🤖 AI Summary
This work addresses the instability of decision boundaries and unreliable error control in classification under extreme class imbalance by proposing VAE-Inf, a two-stage framework. First, a variational autoencoder is trained exclusively on the majority class to construct a Gaussian reference model; then, the encoder is fine-tuned using a small number of minority-class samples, incorporating a distribution-aware loss to enhance class separation. The method innovatively integrates generative modeling with distribution-free statistical testing, employing a variance-normalized projected statistic to achieve precise Type-I error control under limited sample sizes while yielding a geometrically sound and interpretable decision mechanism. Experiments demonstrate that VAE-Inf attains state-of-the-art classification performance across multiple real-world imbalanced datasets while rigorously controlling the false positive rate.
📝 Abstract
Imbalanced classification remains a pervasive challenge in machine learning, particularly when minority samples are too scarce to provide a robust discriminative boundary. In such extreme scenarios, conventional models often suffer from unstable decision boundaries and a lack of reliable error control. To bridge the gap between generative modeling and discriminative classification, we propose a two-stage framework \textbf{VAE-Inf} that integrates deep representation learning with statistically interpretable hypothesis testing. In the first stage, we adopt a one-class modeling perspective by training a variational autoencoder (VAE) exclusively on majority-class data to capture the underlying reference distribution. The resulting latent posteriors are aggregated via a Wasserstein barycenter to construct a global Gaussian reference model, providing a geometrically principled baseline for the majority class.
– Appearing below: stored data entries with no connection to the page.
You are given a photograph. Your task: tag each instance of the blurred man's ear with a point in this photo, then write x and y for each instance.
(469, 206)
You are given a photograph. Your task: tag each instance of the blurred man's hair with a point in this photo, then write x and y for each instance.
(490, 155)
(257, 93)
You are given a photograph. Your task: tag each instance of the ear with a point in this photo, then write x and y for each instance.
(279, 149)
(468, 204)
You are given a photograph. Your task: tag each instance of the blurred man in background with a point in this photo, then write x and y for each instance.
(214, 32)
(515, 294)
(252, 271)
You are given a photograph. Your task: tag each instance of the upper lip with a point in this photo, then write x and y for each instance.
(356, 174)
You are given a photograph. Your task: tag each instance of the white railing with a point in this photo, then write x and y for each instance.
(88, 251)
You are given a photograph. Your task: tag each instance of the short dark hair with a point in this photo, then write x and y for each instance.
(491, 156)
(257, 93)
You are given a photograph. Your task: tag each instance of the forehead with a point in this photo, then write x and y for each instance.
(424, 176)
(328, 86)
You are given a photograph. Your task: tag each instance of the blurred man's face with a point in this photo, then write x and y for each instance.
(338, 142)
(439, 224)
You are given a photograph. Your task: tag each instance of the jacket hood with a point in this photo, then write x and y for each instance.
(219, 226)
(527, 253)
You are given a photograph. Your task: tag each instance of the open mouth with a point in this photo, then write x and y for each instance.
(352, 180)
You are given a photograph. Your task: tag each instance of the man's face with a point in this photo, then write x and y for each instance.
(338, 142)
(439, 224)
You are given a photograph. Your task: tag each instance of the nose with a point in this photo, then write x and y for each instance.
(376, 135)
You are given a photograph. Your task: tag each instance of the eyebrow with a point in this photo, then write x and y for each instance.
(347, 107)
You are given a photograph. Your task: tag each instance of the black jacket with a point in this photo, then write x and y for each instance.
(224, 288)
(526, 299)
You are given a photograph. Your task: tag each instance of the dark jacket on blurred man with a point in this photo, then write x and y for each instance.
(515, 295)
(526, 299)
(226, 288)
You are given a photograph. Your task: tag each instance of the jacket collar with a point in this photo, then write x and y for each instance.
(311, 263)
In the second stage, we transform this generative foundation into a discriminative classifier by fine-tuning the encoder with limited minority samples. This is achieved through a novel distribution-aware loss that enforces probabilistic separation between classes based on variance-normalized projection statistics. For inference, we introduce a projection-based score that admits a natural hypothesis testing interpretation, allowing for a distribution-free calibration procedure. This approach yields exact finite-sample control of the Type-I error (false positive rate) without relying on restrictive parametric assumptions. Extensive experiments on diverse real-world benchmarks demonstrate that our framework achieves competitive performance against other approaches. The codes are available upon request.